The researchers used the Danish National Patient Registry to form a cohort of 4,700 patients diagnosed with pertussis in all Danish hospitals from 1978 through 2011. Each patient in the pertussis cohort was matched to 10 members in the general population. The researchers monitored patient records for epilepsy diagnoses within 15 years of pertussis diagnoses.
Study data showed that 90 patients with pertussis developed epilepsy (IR = 1.56; 95% CI, 1.55-1.57, per 1,000 person-years) compared with 511 in the general population (IR = 0.88; 95% CI, 0.88-0.88, per 1,000 person-years).
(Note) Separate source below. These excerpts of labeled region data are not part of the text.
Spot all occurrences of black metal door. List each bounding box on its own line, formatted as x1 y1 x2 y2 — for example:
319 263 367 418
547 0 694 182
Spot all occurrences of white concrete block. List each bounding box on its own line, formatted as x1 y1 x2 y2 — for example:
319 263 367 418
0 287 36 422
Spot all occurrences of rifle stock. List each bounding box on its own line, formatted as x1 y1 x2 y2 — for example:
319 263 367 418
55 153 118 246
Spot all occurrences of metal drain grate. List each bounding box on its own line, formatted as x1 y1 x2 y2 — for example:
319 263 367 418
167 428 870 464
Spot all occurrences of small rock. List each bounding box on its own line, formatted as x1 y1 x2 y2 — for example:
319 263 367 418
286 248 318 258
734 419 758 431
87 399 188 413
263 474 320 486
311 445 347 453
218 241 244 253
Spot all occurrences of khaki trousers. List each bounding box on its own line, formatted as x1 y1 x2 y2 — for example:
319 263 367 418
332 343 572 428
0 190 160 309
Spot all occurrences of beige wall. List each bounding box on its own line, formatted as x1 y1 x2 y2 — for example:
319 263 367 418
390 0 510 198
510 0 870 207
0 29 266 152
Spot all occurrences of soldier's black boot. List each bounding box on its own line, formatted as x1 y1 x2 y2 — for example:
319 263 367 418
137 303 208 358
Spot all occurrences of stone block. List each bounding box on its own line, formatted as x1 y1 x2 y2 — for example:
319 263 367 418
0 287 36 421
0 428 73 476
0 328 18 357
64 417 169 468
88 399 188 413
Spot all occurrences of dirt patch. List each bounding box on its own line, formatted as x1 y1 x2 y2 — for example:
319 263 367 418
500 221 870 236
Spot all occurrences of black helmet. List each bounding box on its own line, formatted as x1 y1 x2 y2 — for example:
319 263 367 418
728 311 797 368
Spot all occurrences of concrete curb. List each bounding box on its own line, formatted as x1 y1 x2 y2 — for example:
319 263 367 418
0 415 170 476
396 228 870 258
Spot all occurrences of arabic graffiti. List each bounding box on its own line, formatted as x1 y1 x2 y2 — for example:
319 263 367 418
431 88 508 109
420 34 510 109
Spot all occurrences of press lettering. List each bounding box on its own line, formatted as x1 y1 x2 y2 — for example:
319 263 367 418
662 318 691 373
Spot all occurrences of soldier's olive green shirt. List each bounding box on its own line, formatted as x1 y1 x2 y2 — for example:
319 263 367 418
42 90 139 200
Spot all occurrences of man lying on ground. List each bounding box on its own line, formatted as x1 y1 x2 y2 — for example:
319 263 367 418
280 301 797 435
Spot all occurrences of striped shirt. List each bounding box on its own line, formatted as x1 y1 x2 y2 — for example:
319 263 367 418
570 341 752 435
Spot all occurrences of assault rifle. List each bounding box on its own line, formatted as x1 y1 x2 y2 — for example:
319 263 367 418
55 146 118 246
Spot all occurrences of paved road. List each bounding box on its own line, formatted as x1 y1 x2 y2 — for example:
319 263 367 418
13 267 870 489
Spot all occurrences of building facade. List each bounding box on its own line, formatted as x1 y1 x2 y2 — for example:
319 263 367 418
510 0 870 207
Olsen and colleagues reported that the risk for epilepsy was higher in the pertussis cohort (HR = 1.7; 95% CI, 1.4%-2.1%) at age 10 years compared with 0.9% (95% CI, 0.8%-1%) in the general cohort.
The researchers posit that hypoxic brain damage caused by pertussis outcomes, such as coughing, could explain the association between epilepsy and pertussis.
“The role of immunity and inflammatory processes in epilepsy is increasingly recognized, following the identification of proinflammatory markers and autoantibodies in several epileptic disorders of unknown etiology,” Olsen and colleagues wrote. “However, the basis for these processes has not been established. Too few of the patients with pertussis were diagnosed with complications such as postpertussis seizures to examine the effects of complications on risk of epilepsy in this study.” – by David Costill
Disclosure: The researchers report no relevant financial disclosures.